Tiba-tiba, pejabat pemerintah yang datang tak diundang itu melambai-lambaikan tangan yang memegang sejumlah lembar uang. “Ini kami bayar, tapi ini hanya untuk kami. Mereka bukan urusan kami,” kata dia. Lalu ia menyerahkan uang itu dan pergi meninggalkan kampung tanpa diadang warga.
Yang ia maksudkan “mereka” tentu saja kami, rombongan wartawan dari Jakarta. Ketika warga sedang ribut meminta uang kepada kami, pejabat ini menyender santai di mobil dia sambil mengamati situasi, tak ada upaya melerai kemarahan warga. Bahkan ketika ada warga yang datang membawa parang, ia tetap bersender santai di mobilnya.

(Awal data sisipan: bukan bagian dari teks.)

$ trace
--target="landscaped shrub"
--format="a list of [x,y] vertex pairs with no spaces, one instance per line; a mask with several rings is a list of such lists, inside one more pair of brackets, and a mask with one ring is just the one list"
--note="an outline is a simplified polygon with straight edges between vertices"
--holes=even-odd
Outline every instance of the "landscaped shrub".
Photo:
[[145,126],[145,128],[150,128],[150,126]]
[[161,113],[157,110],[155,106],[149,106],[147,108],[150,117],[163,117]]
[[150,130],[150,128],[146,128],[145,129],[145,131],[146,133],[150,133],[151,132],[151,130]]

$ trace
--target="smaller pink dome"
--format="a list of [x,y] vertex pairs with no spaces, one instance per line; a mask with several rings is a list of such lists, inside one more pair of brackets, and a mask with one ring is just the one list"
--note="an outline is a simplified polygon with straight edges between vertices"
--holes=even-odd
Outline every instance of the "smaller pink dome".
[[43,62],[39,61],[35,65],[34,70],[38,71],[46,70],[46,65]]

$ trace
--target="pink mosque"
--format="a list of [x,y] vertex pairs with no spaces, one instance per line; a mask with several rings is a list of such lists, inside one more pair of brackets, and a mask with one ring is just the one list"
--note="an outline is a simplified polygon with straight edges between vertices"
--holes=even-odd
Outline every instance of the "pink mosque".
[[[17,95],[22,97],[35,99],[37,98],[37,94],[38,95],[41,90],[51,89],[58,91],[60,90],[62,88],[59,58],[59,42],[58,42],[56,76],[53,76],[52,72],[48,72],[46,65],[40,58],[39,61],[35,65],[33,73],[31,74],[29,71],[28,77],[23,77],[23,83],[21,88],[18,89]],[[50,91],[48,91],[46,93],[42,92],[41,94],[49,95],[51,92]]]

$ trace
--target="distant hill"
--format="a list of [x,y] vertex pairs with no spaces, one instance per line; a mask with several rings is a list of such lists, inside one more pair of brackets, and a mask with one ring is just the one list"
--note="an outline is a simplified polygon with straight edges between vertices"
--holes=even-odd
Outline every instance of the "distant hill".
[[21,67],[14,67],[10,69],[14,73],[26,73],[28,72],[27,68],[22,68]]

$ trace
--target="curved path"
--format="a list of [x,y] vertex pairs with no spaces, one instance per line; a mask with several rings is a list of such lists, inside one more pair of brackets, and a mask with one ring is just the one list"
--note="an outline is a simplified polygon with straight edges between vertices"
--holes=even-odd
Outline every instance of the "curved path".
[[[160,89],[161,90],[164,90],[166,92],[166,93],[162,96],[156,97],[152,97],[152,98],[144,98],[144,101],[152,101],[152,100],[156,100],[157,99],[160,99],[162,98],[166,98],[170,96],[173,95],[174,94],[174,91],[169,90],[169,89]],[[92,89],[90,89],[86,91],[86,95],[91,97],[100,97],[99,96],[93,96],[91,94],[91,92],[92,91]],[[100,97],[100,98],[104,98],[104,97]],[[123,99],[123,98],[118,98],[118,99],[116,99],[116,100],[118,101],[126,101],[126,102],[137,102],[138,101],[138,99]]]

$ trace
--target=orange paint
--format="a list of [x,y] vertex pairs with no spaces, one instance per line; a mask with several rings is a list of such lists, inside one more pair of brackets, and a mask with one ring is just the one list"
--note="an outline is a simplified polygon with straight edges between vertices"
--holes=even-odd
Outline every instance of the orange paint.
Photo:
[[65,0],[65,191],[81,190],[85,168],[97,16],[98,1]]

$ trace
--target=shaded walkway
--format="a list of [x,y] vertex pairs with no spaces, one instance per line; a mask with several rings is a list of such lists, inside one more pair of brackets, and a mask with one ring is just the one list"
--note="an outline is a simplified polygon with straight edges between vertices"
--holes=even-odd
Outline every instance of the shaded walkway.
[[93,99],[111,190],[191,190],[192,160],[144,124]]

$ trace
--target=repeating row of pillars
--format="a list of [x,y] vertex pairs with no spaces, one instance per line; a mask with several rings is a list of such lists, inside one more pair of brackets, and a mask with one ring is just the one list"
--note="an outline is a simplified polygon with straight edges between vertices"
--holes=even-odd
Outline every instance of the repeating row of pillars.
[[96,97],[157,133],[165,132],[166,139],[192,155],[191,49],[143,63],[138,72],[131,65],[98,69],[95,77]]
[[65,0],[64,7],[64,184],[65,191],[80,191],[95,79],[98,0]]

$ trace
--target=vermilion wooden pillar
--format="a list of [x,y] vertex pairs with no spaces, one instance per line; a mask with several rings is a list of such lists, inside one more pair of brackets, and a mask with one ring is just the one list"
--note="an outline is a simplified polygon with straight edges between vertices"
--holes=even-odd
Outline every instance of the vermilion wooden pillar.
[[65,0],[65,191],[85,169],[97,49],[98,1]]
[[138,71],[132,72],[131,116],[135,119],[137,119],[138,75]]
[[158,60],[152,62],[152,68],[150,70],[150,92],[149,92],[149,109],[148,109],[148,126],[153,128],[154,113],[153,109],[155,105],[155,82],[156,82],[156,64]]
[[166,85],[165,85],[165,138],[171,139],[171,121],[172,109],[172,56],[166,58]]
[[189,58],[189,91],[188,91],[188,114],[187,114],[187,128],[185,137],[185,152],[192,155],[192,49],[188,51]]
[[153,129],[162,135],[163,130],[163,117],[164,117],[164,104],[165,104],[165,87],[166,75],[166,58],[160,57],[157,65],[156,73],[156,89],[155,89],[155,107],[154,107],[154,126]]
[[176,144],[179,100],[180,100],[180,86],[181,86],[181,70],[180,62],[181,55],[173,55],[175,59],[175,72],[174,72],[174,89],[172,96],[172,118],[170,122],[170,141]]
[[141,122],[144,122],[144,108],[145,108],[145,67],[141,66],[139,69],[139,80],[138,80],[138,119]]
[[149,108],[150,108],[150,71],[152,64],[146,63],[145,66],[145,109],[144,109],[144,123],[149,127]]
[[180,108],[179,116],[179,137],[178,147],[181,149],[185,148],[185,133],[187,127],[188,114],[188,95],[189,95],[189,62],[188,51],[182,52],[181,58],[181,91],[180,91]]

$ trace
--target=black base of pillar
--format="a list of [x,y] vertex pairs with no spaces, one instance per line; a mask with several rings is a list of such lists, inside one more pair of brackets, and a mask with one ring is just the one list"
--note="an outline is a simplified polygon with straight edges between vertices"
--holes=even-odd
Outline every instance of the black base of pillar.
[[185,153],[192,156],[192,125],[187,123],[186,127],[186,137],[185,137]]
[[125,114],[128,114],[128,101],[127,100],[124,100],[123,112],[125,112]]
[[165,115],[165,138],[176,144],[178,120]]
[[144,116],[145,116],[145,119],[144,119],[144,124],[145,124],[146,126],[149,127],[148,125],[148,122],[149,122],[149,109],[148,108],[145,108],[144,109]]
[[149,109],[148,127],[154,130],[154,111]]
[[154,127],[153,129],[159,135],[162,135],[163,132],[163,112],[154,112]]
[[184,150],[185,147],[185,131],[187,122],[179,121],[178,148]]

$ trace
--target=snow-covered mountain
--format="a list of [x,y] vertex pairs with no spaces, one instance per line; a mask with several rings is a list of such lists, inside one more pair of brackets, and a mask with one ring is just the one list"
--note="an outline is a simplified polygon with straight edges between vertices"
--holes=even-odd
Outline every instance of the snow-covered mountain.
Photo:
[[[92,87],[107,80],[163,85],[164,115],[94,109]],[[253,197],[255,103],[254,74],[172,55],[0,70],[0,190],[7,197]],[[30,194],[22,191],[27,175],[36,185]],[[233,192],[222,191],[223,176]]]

Mengenai warga yang membawa parang, Ketua Lembaga Masyarakat Adat Malamoi, Silas Kalami, menyebut sebagai warga yang baru pulang kampung. Silaslah yang mengantarkan kami ke Kampung Klayili untuk bertemu beberapa kepala kampung. Kampung-kampung ini sedang melakukan pemetaan partisipatif untuk memetakan wilayah adat mereka. Seminggu sebelum kami datang, warga berkonflik dengan perusahaan minyak yang mengambil tanah mereka. Warga yang berdemo ditahan polisi.
Pemetaan wilayah adat di Papua memilik banyak cerita. Banyak orang Papua yang lama merantau lalu pulang kampung, di kampung mengaku-aku sebagai kepala suku atau tokoh adat. Orang-orang semacam ini, menurut mantan wakil bupati Jayapura Zadrak Mawebu, menjadi penghambat pemetaan wilayah. Maka, asal-usul orang-orang macam ini perlu dirunut terlebih dulu, benar tidaknya ia adalah kepala suku atau tokoh adat. Setelah ditelusuri bersama tetua-tetua adat, ternyata bukan.

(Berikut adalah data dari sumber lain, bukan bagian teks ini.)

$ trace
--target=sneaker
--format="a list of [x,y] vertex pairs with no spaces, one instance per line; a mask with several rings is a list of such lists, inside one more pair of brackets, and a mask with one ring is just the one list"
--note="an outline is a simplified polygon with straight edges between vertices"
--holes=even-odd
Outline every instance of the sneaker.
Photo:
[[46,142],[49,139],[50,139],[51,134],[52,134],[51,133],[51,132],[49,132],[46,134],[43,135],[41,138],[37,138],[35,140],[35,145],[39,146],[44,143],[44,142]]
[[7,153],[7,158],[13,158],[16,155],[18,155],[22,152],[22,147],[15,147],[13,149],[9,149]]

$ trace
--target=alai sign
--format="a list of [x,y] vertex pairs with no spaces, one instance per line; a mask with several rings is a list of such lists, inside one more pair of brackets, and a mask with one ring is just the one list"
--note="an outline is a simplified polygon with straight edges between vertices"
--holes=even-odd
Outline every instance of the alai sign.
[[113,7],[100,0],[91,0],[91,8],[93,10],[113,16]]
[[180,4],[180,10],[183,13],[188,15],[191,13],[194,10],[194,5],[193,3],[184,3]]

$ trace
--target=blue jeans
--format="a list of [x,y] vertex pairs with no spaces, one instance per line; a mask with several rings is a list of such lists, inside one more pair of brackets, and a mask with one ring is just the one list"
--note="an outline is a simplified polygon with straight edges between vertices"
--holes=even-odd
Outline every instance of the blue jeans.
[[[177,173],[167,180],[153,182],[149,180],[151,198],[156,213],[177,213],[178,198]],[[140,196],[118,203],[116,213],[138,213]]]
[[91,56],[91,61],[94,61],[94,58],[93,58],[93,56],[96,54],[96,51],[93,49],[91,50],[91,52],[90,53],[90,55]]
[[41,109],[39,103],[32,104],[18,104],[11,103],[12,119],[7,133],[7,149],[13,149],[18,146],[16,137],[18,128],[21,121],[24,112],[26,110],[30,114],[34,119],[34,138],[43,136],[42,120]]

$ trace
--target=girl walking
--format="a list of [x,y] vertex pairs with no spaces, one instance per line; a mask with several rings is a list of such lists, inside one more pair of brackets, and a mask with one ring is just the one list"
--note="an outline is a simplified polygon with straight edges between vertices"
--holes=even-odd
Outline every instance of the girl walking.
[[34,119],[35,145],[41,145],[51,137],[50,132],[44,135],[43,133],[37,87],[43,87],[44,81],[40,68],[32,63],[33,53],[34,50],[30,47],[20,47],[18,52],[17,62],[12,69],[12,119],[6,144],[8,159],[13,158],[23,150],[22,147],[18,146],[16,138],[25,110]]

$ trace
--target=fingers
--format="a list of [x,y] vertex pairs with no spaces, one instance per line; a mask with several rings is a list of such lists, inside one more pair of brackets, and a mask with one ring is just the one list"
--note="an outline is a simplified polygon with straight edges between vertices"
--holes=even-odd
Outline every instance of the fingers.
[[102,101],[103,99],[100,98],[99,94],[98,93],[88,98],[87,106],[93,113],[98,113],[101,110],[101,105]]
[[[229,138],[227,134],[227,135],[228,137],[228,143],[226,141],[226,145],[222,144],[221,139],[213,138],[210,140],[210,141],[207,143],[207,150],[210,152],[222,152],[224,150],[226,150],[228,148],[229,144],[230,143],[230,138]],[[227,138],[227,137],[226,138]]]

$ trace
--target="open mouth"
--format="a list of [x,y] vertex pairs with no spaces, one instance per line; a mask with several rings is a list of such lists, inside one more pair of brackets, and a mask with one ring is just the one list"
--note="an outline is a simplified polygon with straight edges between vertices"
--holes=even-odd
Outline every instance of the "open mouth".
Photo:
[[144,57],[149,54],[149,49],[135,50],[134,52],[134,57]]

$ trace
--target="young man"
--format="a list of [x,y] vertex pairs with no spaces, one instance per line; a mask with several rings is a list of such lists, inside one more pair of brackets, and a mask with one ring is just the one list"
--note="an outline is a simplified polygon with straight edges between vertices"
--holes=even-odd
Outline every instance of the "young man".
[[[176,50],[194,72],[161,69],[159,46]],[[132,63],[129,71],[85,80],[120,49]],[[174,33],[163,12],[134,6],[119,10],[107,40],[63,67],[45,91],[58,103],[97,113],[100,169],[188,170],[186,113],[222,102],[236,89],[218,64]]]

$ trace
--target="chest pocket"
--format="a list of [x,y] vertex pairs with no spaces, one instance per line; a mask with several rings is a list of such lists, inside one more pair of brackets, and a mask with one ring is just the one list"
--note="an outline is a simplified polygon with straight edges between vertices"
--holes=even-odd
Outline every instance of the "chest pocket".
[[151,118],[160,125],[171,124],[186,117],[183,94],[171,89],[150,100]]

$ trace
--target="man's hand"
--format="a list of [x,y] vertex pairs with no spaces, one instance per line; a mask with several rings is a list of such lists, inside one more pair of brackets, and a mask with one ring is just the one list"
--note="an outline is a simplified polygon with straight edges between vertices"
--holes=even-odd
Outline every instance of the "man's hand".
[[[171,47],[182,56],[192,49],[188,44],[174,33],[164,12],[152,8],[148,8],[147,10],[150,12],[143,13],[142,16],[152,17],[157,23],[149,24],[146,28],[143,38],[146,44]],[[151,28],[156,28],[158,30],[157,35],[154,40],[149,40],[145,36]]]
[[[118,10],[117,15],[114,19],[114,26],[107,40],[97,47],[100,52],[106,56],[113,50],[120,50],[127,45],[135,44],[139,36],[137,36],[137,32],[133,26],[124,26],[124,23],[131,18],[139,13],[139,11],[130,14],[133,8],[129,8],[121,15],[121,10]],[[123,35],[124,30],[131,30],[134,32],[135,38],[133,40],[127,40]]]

Sebelum menjadi wakil bupati Jayapura periode 2006-2011, ia sudah malang-melintang mendampingi masyarakat adat Papua. Ia juga merupakan anak dari seorang duguena (pemimpin adat). Sejak pemberlakuan Otonomi Khusus, menurut Zadrak, banyak orang Papua pulang kampung. Karena berani tampil dan berbicara, ada saja yang menyalahgunakan keterampilannya ini untuk, dalam istilah Zadrak, “menipu warga”. Mereka membawa cerita rekayasa tentang wilayah. “Ada kepentingan politik lokal untuk kuasai wilayah adat. Orang berpikir bagaimana caranya bisa dapat uang,” kata Zadrak kepada saya di Hotel Aston Jayapura pada 2014.